Girls prep basketball: Janiya Downs is Rowan County Player of the Year

Published 12:07 am Thursday, April 13, 2017

By Dennis Davidson

SALISBURY — South Rowan basketball sophomore Janiya Downs had a solid freshman year in 2015-16, scoring 419 points, but she didn’t go into this past season thinking about individual awards.

Downs just wanted to get better and she wanted her team to get better and win more games. The Raiders were 7-17 that season.

Both happened.

Downs set a new school scoring average at 20.8 points per game, on her way to 541 points, one short of Tracy Connor’s South Rowan mark set in 1990.

And the Raiders, under second-year girls coach John Davis, also improved, going 10-8 in the tough South Piedmont Conference and 14-12 overall.

Downs was voted Rowan County Girls Player of the Year for her efforts and has a chance to repeat once or twice, though the competition will be fierce during her junior and senior seasons.

“I wasn’t planning on this, but as the season went on, I started thinking that maybe, I could get Player of the Year,” said Downs. “It’s an honor and I’m really happy that I received it. And I know that in order to repeat, I’ll have to work even harder.”

For sure. Salisbury sophomore Bryanna Troutman, who was a teammate of Downs for years on the AAU Rowan Hurricanes, will be a force the next two years. West Rowan junior Egypt Alexander and freshman Abigail Wilson, along with Carson junior Olivia Gabriel and sophomore McKenzie Gadson, will also be in the mix. And who knows who else will be coming down the line.

But this year, the honor goes to Downs. With 960 points in two seasons, she is on a pace to break Avery Locklear’s school record of 1,795 points. She may also challenged the single game record, also held by Locklear at 43. Downs had 38 this year in a loss against West Rowan.

In addition to the points, Downs also averaged 11.4 rebounds per game in 2016-17, as well as 2.6 steals and 2.5 blocks each time out.

“This is a great honor for her and I hope that she realizes that because the strength of this county, from top to bottom, is outstanding,” said Davis, who coached boys at South Rowan before taking on the girls’ team. And for her to be player of the year as a sophomore is special. I couldn’t be more proud of her to accomplish this in only her second year.”

Downs, who led Corriher-Lipe Middle School to a seventh-grade title, describes her game simply as a “driver.”

“I’m definitely a driver,” she said. “I love to drive to the basket. I would much prefer to do that than pull up and shoot a jumper.”

Her coach sees it a little differently.

“She does drive to the basket but she has a good enough jump shot that teams have to respect that part of her game as well,” said Davis. “From last year to the end of this past season, she became a better basketball player. And, of course, the supporting cast around her has gotten better, too, and that’s important for all of us.

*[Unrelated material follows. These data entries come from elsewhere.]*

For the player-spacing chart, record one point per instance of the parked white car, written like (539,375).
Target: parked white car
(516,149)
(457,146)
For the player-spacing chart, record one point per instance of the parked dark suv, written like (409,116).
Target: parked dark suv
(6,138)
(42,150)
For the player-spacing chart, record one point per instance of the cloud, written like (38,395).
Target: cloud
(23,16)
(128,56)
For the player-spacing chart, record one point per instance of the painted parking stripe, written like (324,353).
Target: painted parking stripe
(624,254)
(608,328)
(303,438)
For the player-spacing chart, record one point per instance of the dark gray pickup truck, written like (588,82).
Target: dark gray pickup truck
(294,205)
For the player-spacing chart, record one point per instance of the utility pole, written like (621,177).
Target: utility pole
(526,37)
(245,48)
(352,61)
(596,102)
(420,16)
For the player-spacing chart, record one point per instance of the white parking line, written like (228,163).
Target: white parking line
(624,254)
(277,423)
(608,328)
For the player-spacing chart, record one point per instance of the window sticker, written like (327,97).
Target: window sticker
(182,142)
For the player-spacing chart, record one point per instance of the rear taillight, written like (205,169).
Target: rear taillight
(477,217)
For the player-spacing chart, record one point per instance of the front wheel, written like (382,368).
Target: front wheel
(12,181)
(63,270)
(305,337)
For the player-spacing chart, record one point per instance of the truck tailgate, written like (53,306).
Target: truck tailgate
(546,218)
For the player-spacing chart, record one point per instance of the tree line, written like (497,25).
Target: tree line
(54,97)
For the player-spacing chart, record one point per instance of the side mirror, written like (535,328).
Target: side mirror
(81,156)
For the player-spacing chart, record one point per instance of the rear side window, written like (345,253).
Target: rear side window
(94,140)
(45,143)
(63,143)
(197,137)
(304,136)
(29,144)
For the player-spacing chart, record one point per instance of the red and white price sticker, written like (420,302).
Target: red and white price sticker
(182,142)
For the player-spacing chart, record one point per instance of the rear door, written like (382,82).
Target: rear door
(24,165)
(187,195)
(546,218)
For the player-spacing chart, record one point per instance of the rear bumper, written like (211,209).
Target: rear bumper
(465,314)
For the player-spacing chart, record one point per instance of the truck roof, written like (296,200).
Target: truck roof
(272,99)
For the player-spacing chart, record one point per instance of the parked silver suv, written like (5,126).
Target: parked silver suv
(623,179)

“Tazah Hardin (also all-county), Riley Corriher, Whitley Arnott, Brooke Lowery and others, it was a much better team this year,” continued Davis. “The improvement came from the hard work by all of them. The gym is open and they come in and get their work in and you can see them getting better as a team.”

Downs felt that it was important that Davis, seen pulling his hair out at times during that first season, returned as the Raiders’ coach.

“It’s pretty cool playing for Coach Davis because he had never coached girls and he picked us up for our four years — hopefully, for all of them,” said Downs. “It was good to not have a change after my freshman year and have Coach Davis back. We feel like we’re carrying the flag for South Rowan by winning some games.”

How good can Downs and the Raiders be?

“The entire starting five is back next year, but we’ve got to learn how to finish out some games,” added Davis. “We’ve got to learn how to play through foul trouble and we need to develop a deeper bench — and there’s going to be an opportunity there for some kids to help us get better. But it’s absolutely great to have that person like Janiya who can step up and take over a game. That’s what she does and she’s comfortable in that role.”

Downs gave thanks for her parents, Felicia and Jerry Martin, for “always being in my corner.” She just turned 16 years old on March 25 but is already getting some letters from colleges. She wants to play NCAA Division I basketball and become a teacher and a coach.

“I’ll go anywhere Division I,” Downs said, smiling. “It can be like the smallest DI around, but it’s still DI. That’s my goal and I’m going to work to achieve it.”

Sounds like a goal that’s well within reach.